My Life As a Border Collie
My Life as a Border Collie: Freedom from Codependency (Central Recovery Press, 2012) takes a serious and fun look at twelve behaviors associated with codependency. The book began by Johnston noticing behaviors in Daisy, her border collie mix, that resemble the behaviors associated with codependency which she had been working to moderate through her recovery. “Daily I am struck by our tendencies to attend to others, to herd, to over-react.”
This book examines specific behaviors associated with codependency rather than the broader concept of codependency. Looking at behaviors associated with codependency - such as helping, giving, serving, and pleasing - on a continuum from "okay" to "going too far" invites the individual to see that behaviors associated with codependency are not necessarily bad. We can just carry them too far. The too far end of the continuum is where rigidity, compulsivity, and addiction set in. Recovery of self is then necessary in order to balance self in relationship to other(s) and improve total health.
My Life as a Border Collie examines twelve identified behaviors associated with codependency on this continuum from “okay” to “going too far":
Smart: I can learn new tricks.
Devoted: All I want to do is watch you.
Hard-Working: Keep me busy! Keep me busy!
Serving: Is there anything I can do for you?
Pleasing: I want to be good.
Sensitive: Please don’t be mad with me.
Compliant: I want what you want.
Herding: What’s everyone doing?
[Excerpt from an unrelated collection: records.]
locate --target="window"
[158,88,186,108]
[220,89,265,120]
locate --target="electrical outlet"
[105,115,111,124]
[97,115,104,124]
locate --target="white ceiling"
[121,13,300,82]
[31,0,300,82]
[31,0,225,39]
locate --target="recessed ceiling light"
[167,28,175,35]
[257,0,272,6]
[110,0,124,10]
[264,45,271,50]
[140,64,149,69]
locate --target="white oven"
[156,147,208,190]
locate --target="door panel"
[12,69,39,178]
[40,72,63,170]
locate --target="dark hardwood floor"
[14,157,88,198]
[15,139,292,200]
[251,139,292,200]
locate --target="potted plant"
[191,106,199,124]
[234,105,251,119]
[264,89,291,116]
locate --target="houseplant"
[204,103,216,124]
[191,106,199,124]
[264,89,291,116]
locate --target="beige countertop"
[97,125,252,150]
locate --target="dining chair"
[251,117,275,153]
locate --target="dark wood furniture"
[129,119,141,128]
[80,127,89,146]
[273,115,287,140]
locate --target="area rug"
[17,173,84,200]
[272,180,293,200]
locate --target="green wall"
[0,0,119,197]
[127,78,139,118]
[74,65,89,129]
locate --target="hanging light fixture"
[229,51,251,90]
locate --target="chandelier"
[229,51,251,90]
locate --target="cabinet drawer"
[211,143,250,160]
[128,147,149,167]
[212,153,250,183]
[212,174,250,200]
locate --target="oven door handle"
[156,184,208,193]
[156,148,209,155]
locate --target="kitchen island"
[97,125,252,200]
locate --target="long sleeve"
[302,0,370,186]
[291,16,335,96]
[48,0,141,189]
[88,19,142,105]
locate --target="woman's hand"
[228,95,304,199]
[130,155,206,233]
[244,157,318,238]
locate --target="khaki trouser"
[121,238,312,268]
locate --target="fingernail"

Are you all ok?
Reactive: Woof! Woof! What’s going on?
Determined: I know you want me to stop, but I don’t want to.
Delighted: I can be quite pleased with little things.
Big Hearted: I love you dearly and will follow you anywhere
The book offers a chapter on each of these twelve behaviors with Tales Told about Johnston and Daisy as well as Lessons Learned from those Tales. Through the Tales, the reader can see the range of each behavior from "okay" to "too far", and through the Lessons, they are offered a number of ways to moderate their own behaviors so as to not go too far and lose themselves in someone else.
Learning to notice and moderate our behaviors associated with codependency is a dynamic, on-going process. “In the same way that we actively re-establish our balance in numerous ways over the course of a day - for example with eating or exercise or work - so must us border collies learn to moderate the extent to which we are driven by things outside of our self and then give our very self away.”